# Weighted Majority, Winnow

(based on Avrim Blum’s notes)

• In each round, each of the $n$ experts makes a prediction in $\{0,1\}$
• The learner makes a prediction based on the experts’ advice
• The learner observes the actual outcome
• The goal is to predict nearly as well as the best expert in hindsight
• $M:= \#$ mistakes by the learner
• $m:= \#$ mistakes by the best expert in hindsight
• If there is a perfect expert, then by predicting the majority class and removing the erring experts in each round,  $M \le \log_2 n$.
• If no perfect expert, we can restart the above process whenever all the experts are removed.
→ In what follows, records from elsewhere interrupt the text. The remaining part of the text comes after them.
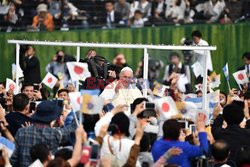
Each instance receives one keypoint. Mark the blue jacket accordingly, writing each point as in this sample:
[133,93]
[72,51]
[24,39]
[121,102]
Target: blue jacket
[189,151]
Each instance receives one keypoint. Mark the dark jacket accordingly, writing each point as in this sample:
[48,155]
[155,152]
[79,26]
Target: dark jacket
[234,135]
[31,69]
[15,121]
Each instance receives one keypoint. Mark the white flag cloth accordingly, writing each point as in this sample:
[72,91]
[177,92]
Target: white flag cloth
[241,77]
[75,100]
[15,70]
[166,106]
[78,71]
[182,81]
[50,80]
[159,89]
[10,84]
[197,69]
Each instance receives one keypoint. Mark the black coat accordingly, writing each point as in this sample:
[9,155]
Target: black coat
[234,135]
[31,69]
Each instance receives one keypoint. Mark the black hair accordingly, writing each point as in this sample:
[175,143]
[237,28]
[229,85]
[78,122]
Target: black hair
[145,143]
[196,33]
[119,124]
[20,101]
[62,90]
[220,150]
[136,102]
[26,85]
[246,55]
[247,95]
[233,114]
[64,153]
[109,1]
[172,54]
[39,151]
[171,129]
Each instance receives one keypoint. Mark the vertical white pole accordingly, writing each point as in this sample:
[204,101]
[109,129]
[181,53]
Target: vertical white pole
[77,59]
[204,85]
[145,72]
[17,64]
Each expert makes at least one mistake when all of them are removed, thus $M \le m \cdot \log_2 n$

Weighted Majority

• Set $w_i=1$,  $\forall i\in\{1,\dots,n\}$,  $W = \sum_i w_i$
• On a mistake, for very expert $E_i$ who predicted incorrectly, set $w_i \leftarrow \frac{w_i}{2}$
• On a mistake, at least half of the weights are reduced by half, so $W$ goes down by a factor of $\frac{3}{4}$.
• After $M$ mistakes, $W \le n(\frac{3}{4})^M$
• On the other hand, the best expert has weight $\ge (\frac{1}{2})^m$.
• Since the total weight is larger than any single weight, by combining the above two inequalities, we get $\log_2 (4/3) M\le \log n + m$ or $M \le 2.5(\log n + m)$.
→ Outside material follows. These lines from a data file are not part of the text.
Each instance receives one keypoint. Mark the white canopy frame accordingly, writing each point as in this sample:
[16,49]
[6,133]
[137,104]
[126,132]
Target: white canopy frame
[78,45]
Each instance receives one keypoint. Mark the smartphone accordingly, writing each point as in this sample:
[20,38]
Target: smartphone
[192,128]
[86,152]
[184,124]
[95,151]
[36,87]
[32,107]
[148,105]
Randomized Weighted Majority

• Instead of predicting the majority, pick expert $i$ randomly with probability proportional to $\frac{w_i}{W}$ and follow the advice
• Fix $\epsilon < 1/2$. In each time step, for each erring expert, set $w_i \leftarrow (1-\epsilon)w_i$
• At time $t$, Let $f_t$ be the fraction of experts who make a mistake.
• The total weight $W$ at time $T$ is $n\prod_{t=1}^T (1-\epsilon f_t)$, so $\ln W = \ln n + \sum_t \ln(1-\epsilon f_t) \le \ln n - \epsilon \sum_t f_t =\ln n - \epsilon E(M)$ , where we use the fact that $1+x \le e^x$ and $E(M) = \sum_t f_t$
• On the other hand, the weight of the best expert is $(1-\epsilon)^m$. Therefore, $m\ln(1-\epsilon) \le \ln n - \epsilon E(M)$. Rearranging gives $E(M) \le (1+\epsilon) m + \frac{1}{\epsilon}\ln n$
• Choose $\epsilon = \sqrt{\frac{\ln n}{m}}$, then $E(M) \le m + 2\sqrt{m\cdot \ln n}$
• Since $m\le T$, where $T$ is the total number of rounds, we have $\frac{E(M)}{T} \le \frac{m}{T} + 2\sqrt{\frac{\ln n}{T}}$. This means the expected number of mistakes per step (“regret”) approaches that of the best expert as $T$ increases.

Winnow

Learn an OR of $r$ out of $n$ variables

• Initialize $w_i=1$,  $\forall i\in\{1,\dots,n\}$. Predict $+$ if $w \cdot x \ge n$, otherwise $-$.
• Mistake on a positive example: $w_i \leftarrow 2w_i$ ,  $\forall i: x_i =1$
• Mistake on a negative example: $w_i \leftarrow \frac{w_i}{2}$ ,  $\forall i: x_i =1$ (could set $w_i = 0$).
• The weights of $r$ relevant variables never decrease, and  each of them can only be doubled $\log n$ times, so #mistakes on positive examples is at most $\le r\log_2 n$
• For each mistake on $+$, $W$ increases at most $n$, and for each mistake on $-$$W$ decreases at least $\frac{n}{2}$. Since $W$ never drops below zero, we have (#mistakes on $-$) $\le 2$ (#mistakes on $+$).
• Therefore, total #mistakes $=O(r\log n)$.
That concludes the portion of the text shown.